Use this if you are sure that your javascript code only have double quotes on key names.

如果您确定您的 javascript 代码在键名上只有双引号,请使用此选项。

import json

json_text = """{"foo": 1, "bar": undefined}"""
json_text = re.sub(r'("\s*:\s*)undefined(\s*[,}])', '\1null\2', json_text)

py_obj = json.loads(json_text)

ast.literal_eval()

ast.literal_eval()

  • ast.literal_eval()doesn't accept undefined, you have to change to None
  • ast.literal_eval()doesn't accept null, you have to change to None
  • ast.literal_eval()doesn't accept true, you have to change to True
  • ast.literal_eval()doesn't accept false, you have to change to False
  • ast.literal_eval()accept single and double quotes
    • {"foo": 1, "bar": None}or {'foo': 1, 'bar': None}
  • ast.literal_eval()不接受undefined,你必须改为None
  • ast.literal_eval()不接受null,您必须更改为None
  • ast.literal_eval()不接受true,您必须更改为True
  • ast.literal_eval()不接受false,您必须更改为False
  • ast.literal_eval()接受单引号和双引号
    • {"foo": 1, "bar": None}或者 {'foo': 1, 'bar': None}
import ast

js_obj = """{'foo': 1, 'bar': undefined}"""
js_obj = re.sub(r'([\'\"]\s*:\s*)undefined(\s*[,}])', '\1None\2', js_obj)
js_obj = re.sub(r'([\'\"]\s*:\s*)null(\s*[,}])', '\1None\2', js_obj)
js_obj = re.sub(r'([\'\"]\s*:\s*)NaN(\s*[,}])', '\1None\2', js_obj)
js_obj = re.sub(r'([\'\"]\s*:\s*)true(\s*[,}])', '\1True\2', js_obj)
js_obj = re.sub(r'([\'\"]\s*:\s*)false(\s*[,}])', '\1False\2', js_obj)

py_obj = ast.literal_eval(js_obj) 

回答by Chris Billington

If you have nodeavailable on the system, you can ask it to evaluate the javascript expression for you, and print the stringified result.

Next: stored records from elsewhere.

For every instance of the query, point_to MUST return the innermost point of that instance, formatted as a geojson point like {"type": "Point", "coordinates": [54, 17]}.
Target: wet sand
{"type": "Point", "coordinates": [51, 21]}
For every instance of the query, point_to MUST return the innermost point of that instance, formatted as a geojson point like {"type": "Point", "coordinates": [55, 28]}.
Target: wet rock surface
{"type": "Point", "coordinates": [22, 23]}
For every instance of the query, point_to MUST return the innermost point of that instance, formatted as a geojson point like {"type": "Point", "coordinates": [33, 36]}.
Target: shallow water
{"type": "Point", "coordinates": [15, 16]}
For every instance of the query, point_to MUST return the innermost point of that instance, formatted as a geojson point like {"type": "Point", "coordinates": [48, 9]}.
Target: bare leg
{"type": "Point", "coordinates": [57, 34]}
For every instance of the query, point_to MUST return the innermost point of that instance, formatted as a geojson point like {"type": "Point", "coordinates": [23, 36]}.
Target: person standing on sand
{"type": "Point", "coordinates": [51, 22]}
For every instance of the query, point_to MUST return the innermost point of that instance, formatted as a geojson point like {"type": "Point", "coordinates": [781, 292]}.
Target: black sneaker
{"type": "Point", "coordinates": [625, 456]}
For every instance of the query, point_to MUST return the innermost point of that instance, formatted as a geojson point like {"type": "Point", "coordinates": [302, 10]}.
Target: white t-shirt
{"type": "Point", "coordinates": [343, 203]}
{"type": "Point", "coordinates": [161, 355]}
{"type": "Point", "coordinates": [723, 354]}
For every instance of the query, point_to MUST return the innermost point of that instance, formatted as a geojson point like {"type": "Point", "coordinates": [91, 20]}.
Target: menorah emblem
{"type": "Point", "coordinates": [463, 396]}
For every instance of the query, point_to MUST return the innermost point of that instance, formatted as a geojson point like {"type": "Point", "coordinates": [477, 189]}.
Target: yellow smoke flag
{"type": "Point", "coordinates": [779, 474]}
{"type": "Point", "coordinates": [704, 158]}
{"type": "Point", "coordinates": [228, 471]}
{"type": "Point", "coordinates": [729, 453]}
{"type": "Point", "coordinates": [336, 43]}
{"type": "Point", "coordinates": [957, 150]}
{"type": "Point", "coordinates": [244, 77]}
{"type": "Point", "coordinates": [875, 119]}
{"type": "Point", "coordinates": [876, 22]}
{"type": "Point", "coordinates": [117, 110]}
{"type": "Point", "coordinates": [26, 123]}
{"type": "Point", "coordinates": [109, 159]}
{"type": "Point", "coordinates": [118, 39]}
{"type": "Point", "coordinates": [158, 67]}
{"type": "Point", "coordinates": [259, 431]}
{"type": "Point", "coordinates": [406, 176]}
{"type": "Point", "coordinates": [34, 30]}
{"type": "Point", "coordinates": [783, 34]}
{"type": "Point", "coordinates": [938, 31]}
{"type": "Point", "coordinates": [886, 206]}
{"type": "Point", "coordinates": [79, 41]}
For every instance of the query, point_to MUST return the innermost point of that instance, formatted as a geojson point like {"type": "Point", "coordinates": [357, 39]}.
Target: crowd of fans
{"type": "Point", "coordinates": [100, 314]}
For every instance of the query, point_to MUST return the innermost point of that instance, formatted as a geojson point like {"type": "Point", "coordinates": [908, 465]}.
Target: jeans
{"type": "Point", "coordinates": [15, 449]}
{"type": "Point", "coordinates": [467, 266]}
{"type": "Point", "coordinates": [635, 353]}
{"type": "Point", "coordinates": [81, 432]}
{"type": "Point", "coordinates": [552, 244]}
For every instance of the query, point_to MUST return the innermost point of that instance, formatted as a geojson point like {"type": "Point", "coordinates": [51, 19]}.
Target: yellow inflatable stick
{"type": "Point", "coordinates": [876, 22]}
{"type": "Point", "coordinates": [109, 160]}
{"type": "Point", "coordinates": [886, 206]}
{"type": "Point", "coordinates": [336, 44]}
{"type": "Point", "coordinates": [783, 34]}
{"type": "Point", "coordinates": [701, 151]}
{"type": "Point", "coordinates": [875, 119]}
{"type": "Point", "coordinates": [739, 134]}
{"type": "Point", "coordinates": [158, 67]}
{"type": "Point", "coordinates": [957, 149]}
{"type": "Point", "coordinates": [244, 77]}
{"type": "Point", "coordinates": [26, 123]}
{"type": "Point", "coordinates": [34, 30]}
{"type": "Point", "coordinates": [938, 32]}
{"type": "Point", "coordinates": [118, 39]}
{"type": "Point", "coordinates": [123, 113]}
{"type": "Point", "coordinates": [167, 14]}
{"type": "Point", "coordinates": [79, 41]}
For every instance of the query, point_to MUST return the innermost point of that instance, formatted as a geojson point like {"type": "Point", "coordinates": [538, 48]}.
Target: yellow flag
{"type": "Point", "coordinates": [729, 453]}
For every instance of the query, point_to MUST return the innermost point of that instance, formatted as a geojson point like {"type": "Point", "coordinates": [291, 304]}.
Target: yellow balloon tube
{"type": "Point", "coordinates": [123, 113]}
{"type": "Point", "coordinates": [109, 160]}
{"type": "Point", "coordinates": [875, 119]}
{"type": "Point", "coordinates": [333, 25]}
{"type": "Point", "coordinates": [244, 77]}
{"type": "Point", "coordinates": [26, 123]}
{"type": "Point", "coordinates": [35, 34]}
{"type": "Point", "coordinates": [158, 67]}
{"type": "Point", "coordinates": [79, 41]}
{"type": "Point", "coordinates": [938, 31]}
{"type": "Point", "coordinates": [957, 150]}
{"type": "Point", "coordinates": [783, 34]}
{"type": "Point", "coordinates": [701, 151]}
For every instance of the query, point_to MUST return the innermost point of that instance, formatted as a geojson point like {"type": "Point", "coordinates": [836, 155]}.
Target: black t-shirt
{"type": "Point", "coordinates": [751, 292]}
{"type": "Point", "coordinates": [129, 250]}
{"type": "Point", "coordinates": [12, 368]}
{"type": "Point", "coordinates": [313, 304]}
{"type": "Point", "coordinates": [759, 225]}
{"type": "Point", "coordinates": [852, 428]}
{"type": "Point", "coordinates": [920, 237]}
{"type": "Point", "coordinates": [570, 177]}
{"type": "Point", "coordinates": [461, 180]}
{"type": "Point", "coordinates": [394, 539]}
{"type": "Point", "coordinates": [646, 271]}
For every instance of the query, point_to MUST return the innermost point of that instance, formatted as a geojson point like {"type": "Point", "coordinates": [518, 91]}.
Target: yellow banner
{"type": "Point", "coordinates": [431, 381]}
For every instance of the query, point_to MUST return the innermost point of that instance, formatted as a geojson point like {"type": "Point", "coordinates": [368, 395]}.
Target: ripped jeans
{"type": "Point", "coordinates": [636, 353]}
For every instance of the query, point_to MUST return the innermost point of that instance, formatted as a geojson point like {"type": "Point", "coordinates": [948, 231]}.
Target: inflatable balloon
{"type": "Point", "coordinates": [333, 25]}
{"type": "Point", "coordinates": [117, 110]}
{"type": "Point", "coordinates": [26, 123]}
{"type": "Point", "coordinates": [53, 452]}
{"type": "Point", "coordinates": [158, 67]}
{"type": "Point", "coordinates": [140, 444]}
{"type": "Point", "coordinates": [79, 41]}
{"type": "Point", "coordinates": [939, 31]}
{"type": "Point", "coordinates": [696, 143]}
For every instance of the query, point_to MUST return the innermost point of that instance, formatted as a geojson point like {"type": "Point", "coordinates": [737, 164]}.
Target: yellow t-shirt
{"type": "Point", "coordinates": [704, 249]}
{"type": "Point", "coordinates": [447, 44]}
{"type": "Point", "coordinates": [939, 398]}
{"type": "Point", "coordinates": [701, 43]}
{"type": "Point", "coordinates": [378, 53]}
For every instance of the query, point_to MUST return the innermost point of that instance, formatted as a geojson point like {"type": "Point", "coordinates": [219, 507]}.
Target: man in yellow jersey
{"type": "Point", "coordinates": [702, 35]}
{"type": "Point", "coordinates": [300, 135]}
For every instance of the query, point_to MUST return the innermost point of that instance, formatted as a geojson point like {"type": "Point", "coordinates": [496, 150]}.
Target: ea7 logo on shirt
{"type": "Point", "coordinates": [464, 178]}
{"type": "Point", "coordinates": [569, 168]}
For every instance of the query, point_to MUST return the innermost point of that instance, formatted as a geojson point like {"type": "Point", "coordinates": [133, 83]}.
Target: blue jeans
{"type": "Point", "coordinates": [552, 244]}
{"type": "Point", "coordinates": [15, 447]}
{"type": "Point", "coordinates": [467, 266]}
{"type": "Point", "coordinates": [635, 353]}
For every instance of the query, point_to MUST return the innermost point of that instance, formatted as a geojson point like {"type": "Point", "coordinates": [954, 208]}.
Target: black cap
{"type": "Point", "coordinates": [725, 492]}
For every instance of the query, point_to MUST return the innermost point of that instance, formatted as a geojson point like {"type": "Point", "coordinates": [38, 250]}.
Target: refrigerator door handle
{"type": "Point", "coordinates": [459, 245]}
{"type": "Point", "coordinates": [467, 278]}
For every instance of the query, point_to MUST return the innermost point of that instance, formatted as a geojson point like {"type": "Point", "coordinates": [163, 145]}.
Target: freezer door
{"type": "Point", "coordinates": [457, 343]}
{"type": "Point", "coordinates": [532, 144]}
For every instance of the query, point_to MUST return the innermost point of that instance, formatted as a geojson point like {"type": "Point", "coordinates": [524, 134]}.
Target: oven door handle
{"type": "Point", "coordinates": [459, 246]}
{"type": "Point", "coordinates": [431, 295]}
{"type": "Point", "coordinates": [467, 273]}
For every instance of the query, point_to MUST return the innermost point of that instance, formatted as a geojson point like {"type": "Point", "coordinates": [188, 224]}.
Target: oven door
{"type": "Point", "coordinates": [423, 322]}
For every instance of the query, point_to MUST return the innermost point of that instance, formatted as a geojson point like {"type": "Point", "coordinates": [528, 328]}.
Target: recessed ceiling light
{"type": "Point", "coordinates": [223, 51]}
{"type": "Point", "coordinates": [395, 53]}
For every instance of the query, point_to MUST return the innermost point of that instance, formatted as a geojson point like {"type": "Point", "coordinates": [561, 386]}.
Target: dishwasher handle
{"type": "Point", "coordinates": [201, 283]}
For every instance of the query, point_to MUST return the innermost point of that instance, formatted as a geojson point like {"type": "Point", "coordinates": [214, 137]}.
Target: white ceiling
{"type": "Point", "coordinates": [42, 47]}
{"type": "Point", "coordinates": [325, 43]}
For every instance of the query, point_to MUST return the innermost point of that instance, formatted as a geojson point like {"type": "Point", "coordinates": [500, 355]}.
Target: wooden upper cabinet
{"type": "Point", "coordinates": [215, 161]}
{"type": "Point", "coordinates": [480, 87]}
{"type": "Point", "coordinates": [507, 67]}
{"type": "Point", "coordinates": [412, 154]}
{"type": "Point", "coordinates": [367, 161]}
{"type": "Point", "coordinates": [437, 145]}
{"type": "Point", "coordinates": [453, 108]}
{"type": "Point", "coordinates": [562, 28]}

The resulting JSON can then be fed to json.loads:

如果您node在系统上可用,您可以要求它为您评估 javascript 表达式,并打印字符串化的结果。然后可以将生成的 JSON 提供给json.loads

def evaluate_javascript(s):
    """Evaluate and stringify a javascript expression in node.js, and convert the
    resulting JSON to a Python object"""
    node = Popen(['node', '-'], stdin=PIPE, stdout=PIPE)
    stdout, _ = node.communicate(f'console.log(JSON.stringify({s}))'.encode('utf8'))
    return json.loads(stdout.decode('utf8'))

回答by clw

Simply:

简单地:

import json
py_obj = json.loads(js_obj_stringified)

Above is the Python portion of the code. In javascript portion of the code:

以上是代码的 Python 部分。在代码的 javascript 部分:

js_obj_stringified = JSON.stringify(data);

JSON.stringify turns a Javascript object into JSON text and stores that JSON text in a string. It is a safe way to pass (via POST/GET) a javascript object to python to process.

JSON.stringify 将 Javascript 对象转换为 JSON 文本并将该 JSON 文本存储在字符串中。这是将 javascript 对象(通过 POST/GET)传递给 python 进行处理的一种安全方式。